Bolgatanga, June 13, GNA – Inadequate water supply at the Bolgatanga Girls’ Senior High School (BOGISS) in the Upper East Region, would adversely affect academic work when students return to school, as they would spend long hours in search of water.
The single-sex school, which has a student population of about 2,300 has only two boreholes, a hand pump, and a mechanized one.
Mrs Patricia Anaba, the Headmistress of the school said this in an interview with the Ghana News Agency when it visited the institution to find out its preparedness to receive the Gold track second-year students and the final year students who would be resuming to prepare for their examination.
“The school has been battling with water crisis for a very long time and the unbearable situation will having adverse effects on effective teaching and learning as students will spend contact hours searching for water”.
She said the mechanized borehole was strictly directed to the kitchen to ensure that there was a sustainable water supply for cooking, while both staff and students competed with each for water at the single hand pump borehole.
“Sometimes, the students fight among themselves at the borehole and you will always see buckets lined up on all our streets, just because of water.
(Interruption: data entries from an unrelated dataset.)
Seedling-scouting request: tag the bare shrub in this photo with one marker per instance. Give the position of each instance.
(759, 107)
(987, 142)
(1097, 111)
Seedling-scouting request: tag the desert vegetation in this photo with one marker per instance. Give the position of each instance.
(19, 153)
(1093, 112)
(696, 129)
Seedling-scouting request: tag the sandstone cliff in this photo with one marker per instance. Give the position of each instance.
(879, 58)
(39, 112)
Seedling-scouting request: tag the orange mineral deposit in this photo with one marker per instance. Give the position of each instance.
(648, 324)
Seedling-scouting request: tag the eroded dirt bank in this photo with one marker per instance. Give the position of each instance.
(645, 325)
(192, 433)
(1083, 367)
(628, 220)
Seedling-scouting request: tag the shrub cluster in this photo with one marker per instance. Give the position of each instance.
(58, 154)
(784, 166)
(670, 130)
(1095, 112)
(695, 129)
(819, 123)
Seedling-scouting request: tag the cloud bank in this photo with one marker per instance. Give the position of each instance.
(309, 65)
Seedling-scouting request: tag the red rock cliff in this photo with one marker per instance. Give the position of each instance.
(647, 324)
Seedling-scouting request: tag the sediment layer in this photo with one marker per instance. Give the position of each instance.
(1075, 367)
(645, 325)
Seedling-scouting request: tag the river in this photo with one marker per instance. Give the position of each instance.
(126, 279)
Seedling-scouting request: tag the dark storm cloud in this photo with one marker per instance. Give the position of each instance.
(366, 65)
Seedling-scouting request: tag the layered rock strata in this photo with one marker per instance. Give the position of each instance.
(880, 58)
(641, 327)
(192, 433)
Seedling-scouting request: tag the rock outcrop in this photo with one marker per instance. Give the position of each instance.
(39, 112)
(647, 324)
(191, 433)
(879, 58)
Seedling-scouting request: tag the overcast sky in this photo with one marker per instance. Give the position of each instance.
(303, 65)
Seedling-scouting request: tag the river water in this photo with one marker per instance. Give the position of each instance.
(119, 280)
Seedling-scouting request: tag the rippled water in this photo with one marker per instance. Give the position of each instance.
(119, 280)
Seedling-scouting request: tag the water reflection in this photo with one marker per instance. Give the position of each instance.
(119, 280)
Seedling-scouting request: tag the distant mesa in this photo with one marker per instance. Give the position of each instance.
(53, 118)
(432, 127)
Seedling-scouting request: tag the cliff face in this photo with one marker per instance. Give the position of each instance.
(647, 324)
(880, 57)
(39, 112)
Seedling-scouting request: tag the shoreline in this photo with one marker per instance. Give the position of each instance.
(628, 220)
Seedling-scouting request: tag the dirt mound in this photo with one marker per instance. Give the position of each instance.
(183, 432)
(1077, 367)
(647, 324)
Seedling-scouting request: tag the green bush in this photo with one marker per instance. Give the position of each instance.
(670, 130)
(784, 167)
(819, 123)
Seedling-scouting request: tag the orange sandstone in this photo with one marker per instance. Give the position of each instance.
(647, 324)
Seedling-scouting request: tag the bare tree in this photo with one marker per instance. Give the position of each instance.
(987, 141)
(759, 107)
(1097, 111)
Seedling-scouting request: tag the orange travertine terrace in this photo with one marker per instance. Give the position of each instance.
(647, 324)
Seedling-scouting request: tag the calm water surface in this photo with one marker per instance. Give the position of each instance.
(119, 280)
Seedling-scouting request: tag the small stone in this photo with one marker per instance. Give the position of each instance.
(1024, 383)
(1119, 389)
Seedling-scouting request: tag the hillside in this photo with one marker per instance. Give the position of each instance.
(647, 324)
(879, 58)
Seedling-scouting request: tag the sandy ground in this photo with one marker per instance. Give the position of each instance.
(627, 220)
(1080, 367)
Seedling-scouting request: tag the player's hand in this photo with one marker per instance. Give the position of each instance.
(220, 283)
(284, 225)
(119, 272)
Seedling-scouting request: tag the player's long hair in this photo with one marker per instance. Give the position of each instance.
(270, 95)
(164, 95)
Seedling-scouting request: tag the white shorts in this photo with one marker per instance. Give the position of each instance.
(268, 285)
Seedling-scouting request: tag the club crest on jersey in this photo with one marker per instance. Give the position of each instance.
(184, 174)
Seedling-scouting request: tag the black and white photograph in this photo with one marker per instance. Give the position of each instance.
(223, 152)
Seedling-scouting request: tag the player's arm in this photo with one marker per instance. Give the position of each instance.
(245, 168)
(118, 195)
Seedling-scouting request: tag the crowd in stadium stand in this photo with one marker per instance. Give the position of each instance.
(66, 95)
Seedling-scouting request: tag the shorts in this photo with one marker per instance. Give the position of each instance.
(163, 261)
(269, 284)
Some of the students will come to class and be sleeping because they are always exhausted,” she lamented.
The Headmistress said occasionally, the Ghana Water Company Limited in the region supplied the school with water, however, “the rest of the days that we do not get water from the Ghana Water Company, it is always hell.”
The Headmistress said the situation posed a serious threat to the fight against the spread of the COVID-19 as school resumes because students would be struggling for water, thereby, making it difficult to observe the required precautionary protocols particularly social distancing and regular hand washing with cleaned running water.
She appealed to the government through the Regional Coordinating Council, and Non-Governmental Organizations, individuals as well as old girls of the school to assist them with a source of water to help improve academic work and ensure safety amidst COVID-19.
Apart from the water issue, the Headmistress explained that management in collaboration with the Presbyterian Hospital had arranged for a resident nurse for the school but there was no accommodation for her.
“Unlike the normal health facility where the nurses run a shift, the nurse reports to work in the morning and closes at 1700 hours, so it becomes difficult when there are emergencies in the evening,” she added.
While acknowledging a dormitory and a 12-unit classroom block built for the school by the government as part of the emergency projects, the Headmistress appealed to government to provide staff accommodation, which would not only enable the many teachers who were not staying on campus to be resident but would further ensure that the nurse was also available at all times to attend to students.